À Santiago, jeudi. Photo Pablo Ernesto Piovano pour Libération

«Je demande pardon pour ce manque de vision»

«Nous, les Chiliens, vivons dans la peur qu'un événement vienne perturber notre budget mensuel, déjà très serré», témoigne Luisa Sechaff, une jeune professeure d'anglais issue d'une famille modeste. «On ne se bat pas seulement pour les 30 pesos [4 centimes d'euro, ndlr] d'augmentation du prix du ticket de métro», abonde Michel Collao, la trentaine, qui depuis une semaine fait le trajet à pied depuis San Ramón, à 10 kilomètres de la capitale, pour manifester. Il est là aussi pour la dignité de ses «parents et des générations futures». «Ma grand-mère doit vivre avec une retraite de 110 000 pesos par mois [137 euros]. Elle continue de travailler comme employée de maison… et sans contrat. Mon grand-père travaille encore, lui aussi, comme concierge car sa retraite ne lui permet pas de vivre dignement», raconte ce père de famille. Le système de retraite a été remplacé sous la dictature de Pinochet par un régime privé et par capitalisation. Très rentable pour les fonds de pension chiliens qui gèrent ces cotisations, il l'est beaucoup moins pour les retraités. Selon une étude de la Fondation Sol, près de la moitié des retraités chiliens ayant cotisé à ce système touchent aujourd'hui moins de 150 000 pesos (187 euros) par mois, alors qu'au Chili, le coût de la vie est comparable à celui de pays comme l'Espagne.
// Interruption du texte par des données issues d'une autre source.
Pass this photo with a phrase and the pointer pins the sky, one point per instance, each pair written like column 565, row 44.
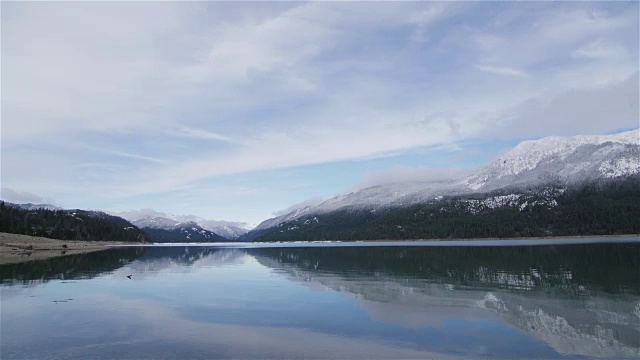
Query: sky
column 237, row 110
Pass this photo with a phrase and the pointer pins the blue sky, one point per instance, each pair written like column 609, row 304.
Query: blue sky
column 233, row 111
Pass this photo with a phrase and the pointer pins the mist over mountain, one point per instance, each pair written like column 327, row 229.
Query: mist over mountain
column 533, row 176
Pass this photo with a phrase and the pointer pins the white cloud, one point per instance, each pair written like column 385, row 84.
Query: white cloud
column 502, row 70
column 402, row 174
column 20, row 197
column 169, row 95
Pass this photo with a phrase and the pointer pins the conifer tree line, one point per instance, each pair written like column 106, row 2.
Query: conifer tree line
column 593, row 209
column 67, row 224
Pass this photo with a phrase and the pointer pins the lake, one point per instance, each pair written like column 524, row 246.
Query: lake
column 493, row 299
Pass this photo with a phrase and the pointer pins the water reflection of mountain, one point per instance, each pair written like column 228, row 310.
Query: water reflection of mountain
column 79, row 266
column 581, row 300
column 90, row 265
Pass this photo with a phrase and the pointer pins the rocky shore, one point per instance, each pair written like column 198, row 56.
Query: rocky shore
column 16, row 248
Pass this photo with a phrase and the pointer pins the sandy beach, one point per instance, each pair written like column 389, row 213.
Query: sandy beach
column 16, row 248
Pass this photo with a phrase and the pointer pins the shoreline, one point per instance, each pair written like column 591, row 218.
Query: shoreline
column 17, row 248
column 512, row 238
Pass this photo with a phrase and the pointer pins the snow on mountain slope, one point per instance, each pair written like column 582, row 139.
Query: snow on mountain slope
column 567, row 160
column 535, row 163
column 227, row 229
column 155, row 223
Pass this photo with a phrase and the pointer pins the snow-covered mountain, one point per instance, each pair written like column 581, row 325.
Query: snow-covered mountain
column 557, row 161
column 188, row 231
column 566, row 160
column 155, row 223
column 227, row 229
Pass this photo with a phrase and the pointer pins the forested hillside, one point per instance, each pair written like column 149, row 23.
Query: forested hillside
column 603, row 209
column 67, row 224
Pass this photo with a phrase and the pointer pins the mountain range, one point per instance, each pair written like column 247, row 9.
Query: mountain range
column 578, row 185
column 533, row 176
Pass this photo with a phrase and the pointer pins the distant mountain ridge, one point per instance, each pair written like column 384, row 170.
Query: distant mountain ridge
column 213, row 228
column 533, row 166
column 184, row 232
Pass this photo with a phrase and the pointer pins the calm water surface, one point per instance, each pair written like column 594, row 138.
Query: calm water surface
column 326, row 301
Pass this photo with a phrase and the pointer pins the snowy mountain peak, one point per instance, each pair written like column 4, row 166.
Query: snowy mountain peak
column 528, row 154
column 568, row 159
column 536, row 163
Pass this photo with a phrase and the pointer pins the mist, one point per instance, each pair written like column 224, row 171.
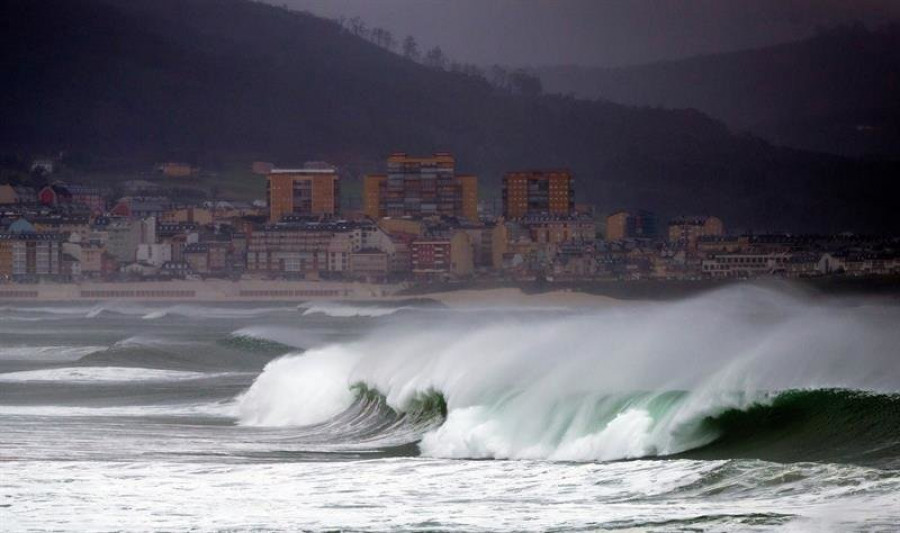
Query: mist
column 598, row 33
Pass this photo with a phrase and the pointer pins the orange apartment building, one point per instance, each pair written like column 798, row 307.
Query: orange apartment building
column 304, row 192
column 538, row 192
column 421, row 187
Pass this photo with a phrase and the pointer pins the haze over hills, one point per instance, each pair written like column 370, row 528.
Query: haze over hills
column 836, row 92
column 221, row 82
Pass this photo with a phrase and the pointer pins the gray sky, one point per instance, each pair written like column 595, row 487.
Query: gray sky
column 598, row 32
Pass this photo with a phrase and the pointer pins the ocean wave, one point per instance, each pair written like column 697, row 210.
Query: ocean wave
column 102, row 374
column 637, row 381
column 214, row 410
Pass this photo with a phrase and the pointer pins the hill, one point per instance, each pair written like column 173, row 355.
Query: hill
column 836, row 92
column 216, row 82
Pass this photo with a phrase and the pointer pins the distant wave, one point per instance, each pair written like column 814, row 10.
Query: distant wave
column 100, row 374
column 47, row 353
column 629, row 382
column 145, row 311
column 215, row 409
column 341, row 310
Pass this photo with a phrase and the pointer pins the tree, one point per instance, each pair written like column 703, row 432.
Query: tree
column 358, row 27
column 525, row 84
column 410, row 48
column 435, row 58
column 389, row 41
column 499, row 77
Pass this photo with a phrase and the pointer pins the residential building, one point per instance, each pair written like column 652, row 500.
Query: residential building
column 743, row 265
column 538, row 192
column 176, row 169
column 8, row 195
column 30, row 255
column 437, row 257
column 559, row 229
column 684, row 232
column 312, row 191
column 421, row 187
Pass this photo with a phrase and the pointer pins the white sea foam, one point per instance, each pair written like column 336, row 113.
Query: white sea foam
column 298, row 390
column 617, row 383
column 427, row 494
column 218, row 410
column 341, row 310
column 281, row 334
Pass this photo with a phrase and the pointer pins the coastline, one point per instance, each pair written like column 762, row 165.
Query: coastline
column 472, row 294
column 201, row 291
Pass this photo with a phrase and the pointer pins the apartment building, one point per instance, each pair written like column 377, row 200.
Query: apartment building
column 538, row 192
column 311, row 191
column 421, row 187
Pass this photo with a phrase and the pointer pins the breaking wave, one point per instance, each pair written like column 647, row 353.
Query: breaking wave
column 745, row 370
column 341, row 310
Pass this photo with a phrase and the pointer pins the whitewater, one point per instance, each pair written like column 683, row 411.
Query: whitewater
column 747, row 408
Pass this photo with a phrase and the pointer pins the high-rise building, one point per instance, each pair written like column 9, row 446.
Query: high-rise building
column 421, row 187
column 684, row 232
column 310, row 191
column 631, row 224
column 538, row 192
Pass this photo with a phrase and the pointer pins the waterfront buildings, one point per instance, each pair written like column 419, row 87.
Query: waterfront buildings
column 538, row 192
column 421, row 187
column 312, row 191
column 684, row 232
column 631, row 224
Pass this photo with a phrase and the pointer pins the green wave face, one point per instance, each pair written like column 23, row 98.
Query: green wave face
column 831, row 425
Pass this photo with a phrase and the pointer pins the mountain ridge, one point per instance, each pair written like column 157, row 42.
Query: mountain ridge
column 218, row 81
column 834, row 92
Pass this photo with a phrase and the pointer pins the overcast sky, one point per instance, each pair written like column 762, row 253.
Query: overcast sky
column 598, row 32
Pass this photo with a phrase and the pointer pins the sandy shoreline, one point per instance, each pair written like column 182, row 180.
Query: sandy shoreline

Après cinq jours d'émeutes et de manifestations, le président conservateur, Sebastián Piñera, un milliardaire élu en 2017 dans l'espoir qu'il redresserait la croissance du pays, a finalement fait son mea culpa mardi soir. «Il est vrai que les problèmes s'accumulaient depuis plusieurs décennies et que les différents gouvernements - dont le nôtre - n'ont pas su prendre en compte cette situation dans toute sa magnitude. Je le reconnais et je demande pardon pour ce manque de vision de  ma part», a déclaré le chef d'Etat, visiblement dépassé par la tournure qu'ont pris les événements depuis qu'il a décrété l'état d'urgence à Santiago vendredi dernier.

«On ne pensait jamais revivre ça»

Pour tenter de calmer la colère des Chiliens, Piñera a annoncé de nouvelles mesures sociales à hauteur de 1,2 milliard de dollars (1,1 milliard d’euros), un complément de revenu pour les employés payés au salaire minimum, une aide à l’achat de médicaments, la hausse de 20 % des minima vieillesse, ou encore la baisse du prix de l’électricité (dont la distribution a aussi été privatisée sous la dictature)… Le Président s’est aussi dit favorable à la baisse du salaire des parlementaires (aujourd’hui le plus élevé des pays de l’OCDE), prônée depuis des années par une partie de l’opposition de gauche. En vain.

Les manifestants, encore choqués par la mise en place de l'état d'urgence et du couvre-feu dans de nombreuses villes du pays confiées aux militaires (une décision inédite depuis la fin de la dictature, en 1990), ne décolèrent pas. Dans les rues de Santiago ces derniers jours, on pouvait ainsi lire les messages suivants, inscrits sur les pancartes des manifestants : «Ils nous ont tout pris et ils nous ont même fait perdre notre peur», ou encore «Que les militaires s'en aillent !»

«On ne pensait jamais revivre ça», témoigne Ricardo López, dont la famille est toujours traumatisée par la répression vécue sous la dictature du général Pinochet, qui a fait près de 3 500 morts et «disparus». «Mes grands-parents et mes parents ont extrêmement peur en ce moment, ils ne veulent pas sortir dans la rue à cause des militaires», raconte un manifestant. «Nous, nous sommes nés après [la dictature], donc nous ne craignons pas de sortir», témoigne une jeune femme. Pourtant, l'Institut national des droits de l'homme (INDH), un organisme public indépendant, avait déjà recensé mercredi soir «210 blessés par balle» et dénonce avoir reçu plusieurs accusations de torture et de violences sexuelles de la part des forces de l'ordre sur des manifestants. Sur les 18 morts recensés officiellement depuis la semaine dernière, 5 auraient été tués par les forces de l'ordre, toujours d'après l'INDH.